I certainly didn't until I picked up "Lee Lawrie's Prairie Deco: History in Stone at the Nebraska State Capitol," Gregory Paul Harm's book about Lawrie and his work that is on view here 365 days a year. Self-published, the 192-page book is lavishly illustrated with photographs of Lawrie's Capitol pieces along with some historical/biographical pictures of the artist and others who worked on the building, including architect Bertram Goodhue.

Those photographs and the accompanying text serve another purpose, too, providing a detailed explanation of the origins and meanings of the panels and sculptures inside and, in particular, outside the building. Moses, for example, is one of the figures carved into the Capitol skin for his participation in the history of law - one of the dominant themes brought to the building by Harley Burr Alexander, who created the scheme of decoration, symbolism and inscriptions for the building.

Lawrie, a German immigrant born Hugo Belling, was charged with turning Alexander's themes into architectural artwork while collaborating with his longtime associate Goodhue in work on the Nebraska State Capitol building, a project that was awarded by competition in 1920. Ground was broken for the building in 1922. The final carving in the building was completed in November, 1934.

The "Prairie Deco" of the title is a label of Harm's invention, designed to convey his thesis that Lawrie incorporated regionalism into Art Deco (a 1930s style that didn't officially get its name until the '60s). Harm's observation is well made as the use of agricultural and Native-related imagery unquestionably added to the flat, angular, stripped down, but still ornamental deco style.

That's particularly clear with the deco-style buffalo found throughout the building. But it also shows up, for example, in the angular, flattened look with long, squared fingers and hands of the figurative sculptures. Harm also makes the claim that Lawrie's designs are a link between Art Deco and Moderne, a style that briefly was in fashion following Art Deco.

Harm's aim in writing the book and in his ongoing project "Machine Age Michelangelo," a title he gives to Lawrie, is to bring attention to the man behind prominent, oft-seen work that includes not only his 80 Nebraska pieces but the famous "Atlas" holding the globe in New York's Rockefeller Center and the freestanding statue of George Washington at the National Cathedral in Washington, D.C.

Lawrie is deserving of the attention, if for no other reason than he created architectural sculptures for five of the 150 buildings identified as the public's favorite works of architecture in the United States in a 2007 survey. Those buildings are: the Cathedral of St.
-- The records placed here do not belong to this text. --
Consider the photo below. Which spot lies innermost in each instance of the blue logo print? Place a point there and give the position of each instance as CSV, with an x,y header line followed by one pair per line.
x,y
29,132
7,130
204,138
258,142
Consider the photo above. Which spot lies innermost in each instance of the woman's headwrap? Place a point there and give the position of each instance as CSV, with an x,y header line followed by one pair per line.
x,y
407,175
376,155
John the Divine and Rockefeller Center in New York; The National Cathedral; The Los Angeles Central Public Library; and, of course, the Nebraska State Capitol, which finished at number 67 on the list and which has the greatest concentration of Lawrie's work anywhere.

"Lee Lawrie's Prairie Deco" is available through Harm's Web site, www.leelawrie.com, where more information on Lawrie and his work is also available.